Porque miro hacia atrás, claro que sí. He logrado trucar mi retrovisor para que el pasado se me presente sin ti pero con tu sonrisa. No la que entreví cuando me dijiste “adiós, desgraciado”, sino la que vio todo el mundo cuando me susurraste “hola, tonto”, antes de inaugurar nuestro primer beso de pub.
Miro hacia atrás porque no quiero mirar hacia adelante. Ahora que me escucho diciendo esto creo que lo entiendo: por eso agarro del cuello a la noche, para que no acelere conmigo dentro y me lleve a esos lugares que están por venir y sufrir.

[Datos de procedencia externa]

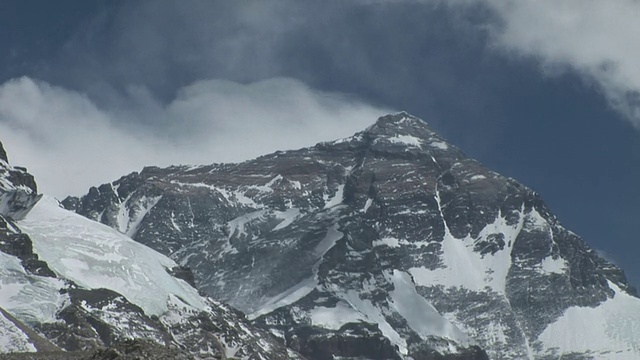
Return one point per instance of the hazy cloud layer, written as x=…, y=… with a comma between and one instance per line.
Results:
x=599, y=39
x=66, y=140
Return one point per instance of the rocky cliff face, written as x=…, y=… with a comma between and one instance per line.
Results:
x=69, y=283
x=388, y=244
x=18, y=190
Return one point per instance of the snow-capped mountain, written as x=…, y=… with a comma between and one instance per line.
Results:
x=390, y=244
x=70, y=283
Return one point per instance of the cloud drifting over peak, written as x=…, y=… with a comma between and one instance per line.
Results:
x=43, y=127
x=598, y=39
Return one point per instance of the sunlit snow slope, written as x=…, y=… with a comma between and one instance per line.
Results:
x=96, y=256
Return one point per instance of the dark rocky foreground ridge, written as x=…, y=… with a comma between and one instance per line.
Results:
x=389, y=244
x=49, y=311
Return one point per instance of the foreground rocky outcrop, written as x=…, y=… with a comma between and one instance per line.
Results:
x=71, y=287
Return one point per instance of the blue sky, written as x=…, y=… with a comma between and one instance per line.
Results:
x=545, y=92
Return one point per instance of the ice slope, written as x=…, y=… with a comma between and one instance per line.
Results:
x=595, y=331
x=12, y=339
x=97, y=256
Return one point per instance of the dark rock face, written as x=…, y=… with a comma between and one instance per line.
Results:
x=388, y=244
x=18, y=189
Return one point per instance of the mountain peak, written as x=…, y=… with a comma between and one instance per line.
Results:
x=400, y=132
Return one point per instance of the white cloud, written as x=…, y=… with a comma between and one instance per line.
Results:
x=69, y=144
x=597, y=38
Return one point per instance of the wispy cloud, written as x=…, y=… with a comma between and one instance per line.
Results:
x=597, y=39
x=66, y=140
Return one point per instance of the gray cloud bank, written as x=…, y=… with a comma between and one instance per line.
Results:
x=71, y=144
x=133, y=86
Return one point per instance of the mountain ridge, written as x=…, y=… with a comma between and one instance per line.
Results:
x=324, y=245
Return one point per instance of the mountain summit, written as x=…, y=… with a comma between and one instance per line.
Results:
x=390, y=244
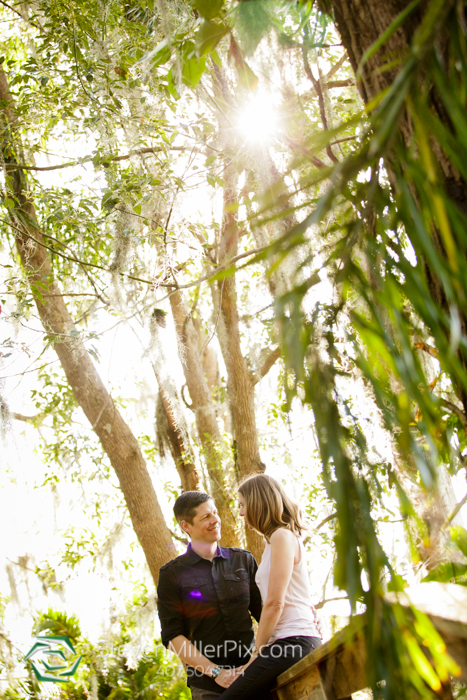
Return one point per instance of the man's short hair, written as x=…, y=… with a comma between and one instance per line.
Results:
x=186, y=505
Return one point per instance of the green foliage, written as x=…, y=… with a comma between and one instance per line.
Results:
x=58, y=623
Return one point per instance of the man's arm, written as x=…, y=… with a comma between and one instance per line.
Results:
x=191, y=656
x=255, y=596
x=171, y=617
x=169, y=606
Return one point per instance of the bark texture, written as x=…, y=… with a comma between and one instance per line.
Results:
x=167, y=429
x=205, y=416
x=240, y=380
x=113, y=432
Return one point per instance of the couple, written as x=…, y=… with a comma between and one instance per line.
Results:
x=206, y=595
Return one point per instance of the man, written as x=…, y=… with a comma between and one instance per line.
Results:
x=205, y=598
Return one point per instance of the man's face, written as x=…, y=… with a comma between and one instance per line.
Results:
x=206, y=524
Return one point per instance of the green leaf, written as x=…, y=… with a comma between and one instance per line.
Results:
x=208, y=8
x=252, y=22
x=159, y=55
x=208, y=36
x=459, y=536
x=192, y=70
x=446, y=572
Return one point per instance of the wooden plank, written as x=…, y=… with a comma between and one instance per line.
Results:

Es un arma de choque contra la inevitable derrota del tiempo, contra el llanto seco de lo que se sabe sombra de sí mismo. En plata: que mi futuro está jodido, que hago con la noche lo que Groucho quiso hacer con el mundo y tú con mi admirado buen humor; que tengo frío porque secuestrar a la noche contra su voluntad da frío, que sé que al final alguien que se creerá alguien me dirá que es mentira, que no sé trucar retrovisores, que en mi pasado está más tu portazo que tu bienvenida, que hace meses que mis huellas son sólo caricaturas de mis pasos, que es la noche la que me tiene preso a mí, paralizado, atemorizado, completamente encharcado de miedo, siempre a oscuras porque nunca amanezco.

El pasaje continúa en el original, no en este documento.